Minutes later, footage showed him being detained while passing through passport control at Moscow’s Sheremetyevo airport, pausing to kiss his wife goodbye before he was led away by police.

“[He] was taken away by police officers at the border,” said Kira Yarmush, his spokeswoman. “What happens to Alexey, what his status is and where he was taken to is unknown.”

Mr Navalny was detained at the capital’s main airport, after his flight was redirected minutes before landing at its scheduled arrival airport on the other side of the city, where his supporters had gathered.

“Navalny’s reception by the authorities at the airport is the best evidence of how afraid they are of him. They themselves are inflating the importance of Navalny,” Andrei Kolesnikov, chair of the Russian Domestic Politics Program at Carnegie Moscow, wrote on Twitter.

While his plane was the air, police arrested 37 people, including two of Mr Navalny’s closest associates, who were waiting at Vnukovo. Riot officers forced a large crowd of waiting supporters and journalists out of the airport building, where dozens of police vans had congregated during the day.

“Of course, this is quite in the style of Putin — another special operation,” said Tatiana Stanovaya, founder of R. Politik, a Russian political consultancy.

Moscow’s prison authorities have accused Mr Navanly of breaking the terms of a suspended sentence imposed for a 2014 fraud conviction. If found guilty he could be sentenced to three and a half years in jail.

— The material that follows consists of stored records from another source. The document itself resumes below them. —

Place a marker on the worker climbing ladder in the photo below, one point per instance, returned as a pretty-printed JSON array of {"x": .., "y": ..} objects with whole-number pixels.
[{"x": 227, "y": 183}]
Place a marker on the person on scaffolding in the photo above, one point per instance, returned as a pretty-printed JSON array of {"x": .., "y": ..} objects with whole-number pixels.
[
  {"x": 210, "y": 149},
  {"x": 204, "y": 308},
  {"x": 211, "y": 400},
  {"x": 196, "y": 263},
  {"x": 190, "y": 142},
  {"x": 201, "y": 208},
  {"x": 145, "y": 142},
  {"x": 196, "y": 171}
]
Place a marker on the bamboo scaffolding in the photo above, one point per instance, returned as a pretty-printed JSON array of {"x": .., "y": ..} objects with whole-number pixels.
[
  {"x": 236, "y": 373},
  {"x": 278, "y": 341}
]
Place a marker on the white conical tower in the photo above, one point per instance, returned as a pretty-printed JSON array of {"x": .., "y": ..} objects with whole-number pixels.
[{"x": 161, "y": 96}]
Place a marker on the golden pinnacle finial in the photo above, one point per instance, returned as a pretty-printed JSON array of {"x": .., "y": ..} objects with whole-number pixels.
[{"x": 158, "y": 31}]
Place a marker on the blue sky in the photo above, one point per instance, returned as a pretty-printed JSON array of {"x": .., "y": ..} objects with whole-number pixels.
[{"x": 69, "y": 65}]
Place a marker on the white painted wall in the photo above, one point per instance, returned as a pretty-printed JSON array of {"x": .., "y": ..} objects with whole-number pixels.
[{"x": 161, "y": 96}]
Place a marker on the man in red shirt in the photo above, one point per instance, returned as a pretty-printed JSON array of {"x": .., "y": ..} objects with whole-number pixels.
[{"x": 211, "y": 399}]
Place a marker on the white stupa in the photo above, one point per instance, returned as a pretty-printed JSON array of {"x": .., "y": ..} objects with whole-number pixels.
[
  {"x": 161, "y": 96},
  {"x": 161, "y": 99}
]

The European Court of Human Rights has ruled that conviction was politically motivated. Russian investigators last month said they had opened a new fraud case against Mr Navalny that carries a maximum 10 years sentence.

His poisoning with a banned chemical weapon provoked condemnation from European capitals, sanctions against six Russian officials and has further soured relations between Berlin and Moscow.

Last month, Mr Navalny published an investigation he said confirmed he was poisoned by the FSB, Russia’s main security service, and then published a recording of what he said was one of the alleged hitmen confessing to the novichok attack.